El criado nos hizo subir una magnífica escalera y nos guió hasta una amplia habitación del primer piso.

—Monsieur Hércules Poirot —anunció.

Nos encontrábamos en una vasta y hermosa habitación. Las lámparas, cuidadosamente veladas, le daban un aspecto de acogedora antigüedad. En un ángulo, y cerca de una de las abiertas ventanas, había una mesa de bridge, alrededor de la cual estaban sentadas cuatro personas. Al entrar nosotros, una de ellas se levantó y vino a nuestro encuentro. Era sir Montagu Córner.

—Me alegro mucho de conocerle personalmente, monsieur Poirot.

Yo miré con interés al aristócrata. Tenía aspecto de verdadero judío, con sus ojos menudos e inteligentes y su tupé cuidadosamente arreglado.
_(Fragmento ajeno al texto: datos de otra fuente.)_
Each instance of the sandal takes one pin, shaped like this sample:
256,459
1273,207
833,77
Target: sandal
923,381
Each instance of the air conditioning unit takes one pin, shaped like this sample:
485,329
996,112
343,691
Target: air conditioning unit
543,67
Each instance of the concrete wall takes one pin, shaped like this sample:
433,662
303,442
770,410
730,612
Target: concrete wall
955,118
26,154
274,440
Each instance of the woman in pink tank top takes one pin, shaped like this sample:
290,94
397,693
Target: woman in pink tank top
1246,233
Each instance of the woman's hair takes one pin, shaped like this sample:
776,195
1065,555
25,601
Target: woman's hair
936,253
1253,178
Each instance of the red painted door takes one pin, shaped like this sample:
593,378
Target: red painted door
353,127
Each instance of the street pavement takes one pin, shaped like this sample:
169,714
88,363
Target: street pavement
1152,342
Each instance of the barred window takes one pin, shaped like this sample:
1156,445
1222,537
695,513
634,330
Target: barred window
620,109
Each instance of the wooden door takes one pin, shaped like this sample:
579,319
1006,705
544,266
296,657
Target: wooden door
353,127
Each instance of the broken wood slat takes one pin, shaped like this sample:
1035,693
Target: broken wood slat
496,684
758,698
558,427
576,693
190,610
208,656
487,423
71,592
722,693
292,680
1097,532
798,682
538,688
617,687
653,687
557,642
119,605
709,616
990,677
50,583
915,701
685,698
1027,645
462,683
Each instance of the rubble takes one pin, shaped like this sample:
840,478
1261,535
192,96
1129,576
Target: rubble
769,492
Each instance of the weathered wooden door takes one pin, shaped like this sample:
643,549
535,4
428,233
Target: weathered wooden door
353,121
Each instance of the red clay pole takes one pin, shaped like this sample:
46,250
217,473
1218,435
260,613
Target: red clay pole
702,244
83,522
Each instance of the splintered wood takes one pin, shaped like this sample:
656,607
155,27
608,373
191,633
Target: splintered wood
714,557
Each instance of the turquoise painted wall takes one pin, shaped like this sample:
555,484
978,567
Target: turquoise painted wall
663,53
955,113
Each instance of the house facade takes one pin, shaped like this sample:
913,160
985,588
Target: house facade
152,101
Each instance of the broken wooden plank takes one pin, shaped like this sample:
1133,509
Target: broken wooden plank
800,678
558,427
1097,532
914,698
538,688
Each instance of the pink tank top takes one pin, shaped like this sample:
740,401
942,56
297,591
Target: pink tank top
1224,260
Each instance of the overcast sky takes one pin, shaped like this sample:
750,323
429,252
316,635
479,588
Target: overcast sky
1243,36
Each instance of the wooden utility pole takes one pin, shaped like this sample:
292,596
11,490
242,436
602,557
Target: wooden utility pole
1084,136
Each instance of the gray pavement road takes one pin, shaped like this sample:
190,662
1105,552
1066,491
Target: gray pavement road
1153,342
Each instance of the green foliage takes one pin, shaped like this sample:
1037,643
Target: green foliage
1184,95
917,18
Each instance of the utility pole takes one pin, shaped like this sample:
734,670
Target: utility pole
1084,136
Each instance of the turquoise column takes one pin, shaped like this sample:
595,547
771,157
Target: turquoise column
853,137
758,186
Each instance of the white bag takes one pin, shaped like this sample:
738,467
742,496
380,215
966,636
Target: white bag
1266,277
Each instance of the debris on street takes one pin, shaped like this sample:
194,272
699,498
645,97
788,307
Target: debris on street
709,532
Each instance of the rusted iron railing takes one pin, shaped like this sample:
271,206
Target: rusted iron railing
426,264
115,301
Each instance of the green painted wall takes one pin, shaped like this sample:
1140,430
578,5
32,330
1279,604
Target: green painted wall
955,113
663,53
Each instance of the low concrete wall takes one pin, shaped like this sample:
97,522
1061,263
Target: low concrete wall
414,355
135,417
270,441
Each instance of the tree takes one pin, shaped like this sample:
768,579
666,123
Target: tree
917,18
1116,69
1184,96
Era de estatura mediana (mediría metro sesenta y cinco, aproximadamente) y de afectuosos modales.

—Les presento a míster y a mistress Widburn...

—Ya nos conocemos —dijo orgullosamente mistress Widburn.

—...y a míster Ross —siguió haciendo presentaciones sir Montagu. El llamado Ross era un joven de unos veintidós años, de rostro simpático y rubios cabellos.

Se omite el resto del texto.